Manufacturing in the U.S. would shorten the delivery time. As a result, location close to the end-client might become less important. The need for ports would be reduced, as would fears about stolen trade secrets from abroad.

Tier 1 Companies

Direct suppliers to the OEM are known as Tier 1 companies. Other than the OEM, Tier 1 companies are generally the largest and most technically capable companies in the supply chain. A Tier 1 company in the automotive industry, for instance, might manufacture windshield sensors.

In many cases, the Tier 1 company is freeing up manufacturing time for the OEM so that the OEM can concentrate on assembly and marketing.

A Tier 1 company typically wants to be located near an OEM or be immediately accessible to the OEM. That is, the company needs to be in a location from which it can deliver the final components to the OEM without delay, generally by truck, rail or air. There may be contractual penalties for not delivering on time.

Global logistics network tracked on iPad

Tier 2 Companies

Tier 1 companies typically don’t have the capacity to make 100% of their parts. Therefore, they outsource some part needs to smaller companies. These companies are known as Tier 2 companies. Like Tier 1 companies, they need to ensure that they can deliver on time and with precise specs. A Tier 2 company might make the radio speakers or the steering wheel, for instance. Those goods are then shipped to the Tier 1 company that is producing parts for the OEM. Tier 2 companies’ site selection decisions may be influenced by the location of the Tier 1 company and the location of the OEM.

Tier 3 and 4 Companies

Depending on the intricacies of the final product, Tier 1 and Tier 2 companies may need the services of Tier 3 and 4 companies. Tier 3 companies produce unassembled components or sub-assembled parts. Generally, the lower-tiered companies are dealing with raw material, such as the rubber manufacturer that is needed for a car tire. Tier 3 in some cases may be the raw material and unassembled component company.

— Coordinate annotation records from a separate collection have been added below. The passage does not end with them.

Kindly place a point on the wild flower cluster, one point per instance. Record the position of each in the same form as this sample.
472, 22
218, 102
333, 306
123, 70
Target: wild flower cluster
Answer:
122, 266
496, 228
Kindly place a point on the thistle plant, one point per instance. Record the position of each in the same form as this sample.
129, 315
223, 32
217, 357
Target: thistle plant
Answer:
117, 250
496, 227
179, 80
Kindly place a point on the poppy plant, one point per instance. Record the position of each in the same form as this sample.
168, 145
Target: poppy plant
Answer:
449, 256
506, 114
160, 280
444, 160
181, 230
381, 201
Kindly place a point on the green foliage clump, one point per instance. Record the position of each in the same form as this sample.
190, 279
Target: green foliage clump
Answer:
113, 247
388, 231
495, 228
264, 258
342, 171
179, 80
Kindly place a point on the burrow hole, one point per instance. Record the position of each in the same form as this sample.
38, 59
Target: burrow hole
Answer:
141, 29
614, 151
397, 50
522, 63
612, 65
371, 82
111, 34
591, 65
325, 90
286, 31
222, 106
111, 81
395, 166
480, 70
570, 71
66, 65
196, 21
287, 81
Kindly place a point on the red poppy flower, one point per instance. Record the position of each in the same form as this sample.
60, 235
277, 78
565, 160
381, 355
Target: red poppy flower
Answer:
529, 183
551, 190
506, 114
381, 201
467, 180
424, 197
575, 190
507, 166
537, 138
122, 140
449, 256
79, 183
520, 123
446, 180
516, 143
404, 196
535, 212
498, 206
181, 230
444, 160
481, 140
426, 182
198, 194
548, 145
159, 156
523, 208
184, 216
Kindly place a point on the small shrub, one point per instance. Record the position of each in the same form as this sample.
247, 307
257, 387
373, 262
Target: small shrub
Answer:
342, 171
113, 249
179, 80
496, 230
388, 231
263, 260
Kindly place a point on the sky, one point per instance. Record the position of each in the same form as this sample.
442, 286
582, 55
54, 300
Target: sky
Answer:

When a Tier 3 company does not have the capacity to extract raw material, then the services of the Tier 4 company are needed. Tier 4 companies provide basic raw material such as paint or steel. Their real estate location may be dictated by the location of raw material such as petroleum or ore for steel.

Ask the Right Questions

As a real estate expert, are you asking the right questions of your client? Do you know how they are slotted in the supply chain network? Whether they are an OEM or a supplier of component parts, how does transportation fit into their site selection criteria? And how might trends, and developing technologies like 3D printing, change their criteria in the future? Ask, and you will save time and show your understanding of the supply-chain challenges.